Greg looks as if he can't think of anything he'd like better than to crush Mr Franklin's metaphorical HobNobs - if he could find them amidst all the extraneous flesh - so I have to step in before things get completely out of hand.

"Well, has your wife been back to see her GP, as I suggested?" I ask. "I did explain that she needed to tell him if her feet had got worse, because it's usually what's written in the GP's letter of referral that signals to the hospital how urgent a patient's case is."

"Saw the doc at the end of last week," says Mr Franklin. "He said he'd see what he can do - but he told me he's going to write to your boss, as well. He didn't look very happy, so he's probably going to give you a bollocking for doing bugger all to help."
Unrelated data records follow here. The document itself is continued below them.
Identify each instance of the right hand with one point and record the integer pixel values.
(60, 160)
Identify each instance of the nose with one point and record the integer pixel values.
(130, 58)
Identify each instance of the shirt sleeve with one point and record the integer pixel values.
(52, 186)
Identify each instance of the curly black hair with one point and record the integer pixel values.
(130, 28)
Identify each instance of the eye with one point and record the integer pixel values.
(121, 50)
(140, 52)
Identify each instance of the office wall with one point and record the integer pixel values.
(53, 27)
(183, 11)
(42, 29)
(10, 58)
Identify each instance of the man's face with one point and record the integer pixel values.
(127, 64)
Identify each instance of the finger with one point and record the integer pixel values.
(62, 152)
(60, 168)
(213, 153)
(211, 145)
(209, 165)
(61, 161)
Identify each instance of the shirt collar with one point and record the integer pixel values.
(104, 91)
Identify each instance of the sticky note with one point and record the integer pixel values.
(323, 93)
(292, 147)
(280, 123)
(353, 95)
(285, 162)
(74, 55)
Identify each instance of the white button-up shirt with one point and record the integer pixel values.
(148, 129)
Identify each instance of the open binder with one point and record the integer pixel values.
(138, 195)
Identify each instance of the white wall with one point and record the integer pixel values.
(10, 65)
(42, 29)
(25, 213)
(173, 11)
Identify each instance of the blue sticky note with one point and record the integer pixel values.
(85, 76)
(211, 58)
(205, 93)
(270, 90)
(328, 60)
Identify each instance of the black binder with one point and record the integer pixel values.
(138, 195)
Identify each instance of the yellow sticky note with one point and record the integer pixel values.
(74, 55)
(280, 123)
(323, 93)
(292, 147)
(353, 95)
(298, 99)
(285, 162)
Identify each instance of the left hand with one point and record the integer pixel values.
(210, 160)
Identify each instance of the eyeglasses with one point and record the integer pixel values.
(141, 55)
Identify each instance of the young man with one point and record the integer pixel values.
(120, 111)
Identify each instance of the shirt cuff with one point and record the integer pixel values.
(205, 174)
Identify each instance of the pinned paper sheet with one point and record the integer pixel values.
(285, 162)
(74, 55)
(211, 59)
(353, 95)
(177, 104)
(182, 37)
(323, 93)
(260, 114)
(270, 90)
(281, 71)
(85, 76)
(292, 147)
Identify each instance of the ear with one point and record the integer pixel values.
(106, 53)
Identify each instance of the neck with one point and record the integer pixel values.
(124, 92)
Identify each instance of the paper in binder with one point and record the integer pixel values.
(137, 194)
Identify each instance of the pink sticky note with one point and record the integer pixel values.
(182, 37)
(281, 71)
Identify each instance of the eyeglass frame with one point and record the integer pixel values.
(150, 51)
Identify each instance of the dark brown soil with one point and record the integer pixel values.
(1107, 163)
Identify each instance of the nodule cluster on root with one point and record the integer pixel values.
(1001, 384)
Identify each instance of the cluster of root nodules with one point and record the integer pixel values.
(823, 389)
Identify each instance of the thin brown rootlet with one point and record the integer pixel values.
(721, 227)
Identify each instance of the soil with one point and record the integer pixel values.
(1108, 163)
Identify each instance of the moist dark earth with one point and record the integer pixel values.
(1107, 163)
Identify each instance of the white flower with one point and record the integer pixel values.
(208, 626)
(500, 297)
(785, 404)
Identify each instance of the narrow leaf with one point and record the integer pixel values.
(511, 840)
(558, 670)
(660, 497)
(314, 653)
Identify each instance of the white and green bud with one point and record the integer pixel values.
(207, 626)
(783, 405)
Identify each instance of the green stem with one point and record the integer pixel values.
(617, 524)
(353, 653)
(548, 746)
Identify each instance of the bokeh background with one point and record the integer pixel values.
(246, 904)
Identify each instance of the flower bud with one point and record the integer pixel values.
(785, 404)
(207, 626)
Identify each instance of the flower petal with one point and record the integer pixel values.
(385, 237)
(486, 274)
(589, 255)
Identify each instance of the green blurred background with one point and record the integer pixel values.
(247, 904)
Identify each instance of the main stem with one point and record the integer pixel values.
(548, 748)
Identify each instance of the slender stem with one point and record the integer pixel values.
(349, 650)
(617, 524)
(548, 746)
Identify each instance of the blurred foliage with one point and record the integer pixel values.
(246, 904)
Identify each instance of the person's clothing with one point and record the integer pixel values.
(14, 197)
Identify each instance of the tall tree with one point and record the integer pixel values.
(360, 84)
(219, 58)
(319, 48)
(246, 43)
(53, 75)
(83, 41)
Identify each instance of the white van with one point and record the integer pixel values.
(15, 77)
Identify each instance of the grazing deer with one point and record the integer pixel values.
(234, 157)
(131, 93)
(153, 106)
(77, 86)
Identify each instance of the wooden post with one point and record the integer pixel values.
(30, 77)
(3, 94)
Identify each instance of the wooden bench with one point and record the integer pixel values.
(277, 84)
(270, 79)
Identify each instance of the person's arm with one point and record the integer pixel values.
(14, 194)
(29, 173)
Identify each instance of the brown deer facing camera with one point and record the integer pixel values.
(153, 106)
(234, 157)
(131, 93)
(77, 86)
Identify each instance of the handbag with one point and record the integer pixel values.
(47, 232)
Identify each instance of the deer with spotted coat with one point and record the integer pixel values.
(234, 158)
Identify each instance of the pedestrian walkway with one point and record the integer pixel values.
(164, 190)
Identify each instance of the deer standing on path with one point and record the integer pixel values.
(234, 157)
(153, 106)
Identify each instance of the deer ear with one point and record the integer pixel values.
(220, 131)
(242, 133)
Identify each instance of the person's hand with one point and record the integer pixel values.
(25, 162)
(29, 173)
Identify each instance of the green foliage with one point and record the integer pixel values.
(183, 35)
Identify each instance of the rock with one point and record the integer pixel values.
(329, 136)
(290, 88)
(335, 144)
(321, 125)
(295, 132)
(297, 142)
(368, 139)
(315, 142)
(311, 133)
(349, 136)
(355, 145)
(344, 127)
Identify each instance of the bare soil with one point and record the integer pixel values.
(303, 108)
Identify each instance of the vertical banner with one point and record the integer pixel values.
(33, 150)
"Um, I'm sure that's not true," I say. "Because we have done something. We wrote to the hospital about your wife's bunions ages ago, if you remember? And the Consultant's reply suggested that your wife see her GP again so that any changes to her condition could be assessed. Which was why I advised you to tell her that."

"Humph," says Mr Franklin. "All you lot do is pass the buck, isn't it? My Rose's feet are giving her gyp, and now her bloody cooking's suffering too."

Greg and I look at each other for a moment, but neither of us can think of a relevant response. Or not one's that's politically-correct, anyway - so Greg settles for crossing and uncrossing his eyes while grimacing instead.

"Was that everything you wanted to talk about, then, Mr F?" he says as, with a burst of energy born of sheer desperation, we finally manage to turn the scooter around so that it's facing the lift. He doesn't wait for Mr Franklin to answer before he says:

"Yes? Oh, good. Bye, bye, then."

He gives the back of Mr Franklin's seat a congratulatory slap while I press the button to summon the lift. Then we both leg it down the corridor as fast as we're capable of moving - which isn't very fast at all, as we're both completely knackered, and one of us is gasping for breath. I must give up bloody smoking.

We've almost made it to the end when the lift goes ping, and a plaintive sound assails us:

"Hang on, you two - what do I do when I get to the ground floor? You meeting me there in case I get stuck again?"

Greg turns round, and says,

"Oh, no - don't worry. There'll be a nice girl with long brown hair coming down in a minute. Just tell her we said that she'd been sent to help you. She's much stronger than she looks."

I raise my eyebrows, but Greg just taps his nose and winks. Then, as soon as we walk back into the office, he rushes over to his desk, and hides all of today's newspapers in the bottom drawer.

"Where the hell have the papers got to?" he says, rather louder than necessary.

Vicky and I both shrug, at which point Greg blames the disappearance on someone from the Party offices, and asks Vicky to go and buy some more.

"It's an emergency, so if you could do it straightaway, that'd be great," he says, as he puts a ten pound note into her hand. "A constituent said there was a big piece about Andrew in one of them, but I'm not sure which."

"Ooh, lovely," says Vicky, for whom the word gullible occasionally seems to have been created. "Maybe there'll even be a photograph!"

"Stranger things have happened," says Greg, as Vicky heads for the stairs and her date with destiny.

She doesn't come back for a very long time and, when she does, the look on her face suggests that this is yet another of Greg's good ideas that I'm going to regret going along with. Especially when she discovers that there isn't even a single quote from The Boss in any of today's editions.

How can she still not have realised that that's something to be very, very grateful for - unlike the opportunity to get up close and personal with a certain biscuit-loving constituent who's rather challenged on the personal hygiene front?

Who appears not to realise how lucky he is that he doesn't need to set himself on fire in order to make his voice heard. Unlike some poor buggers.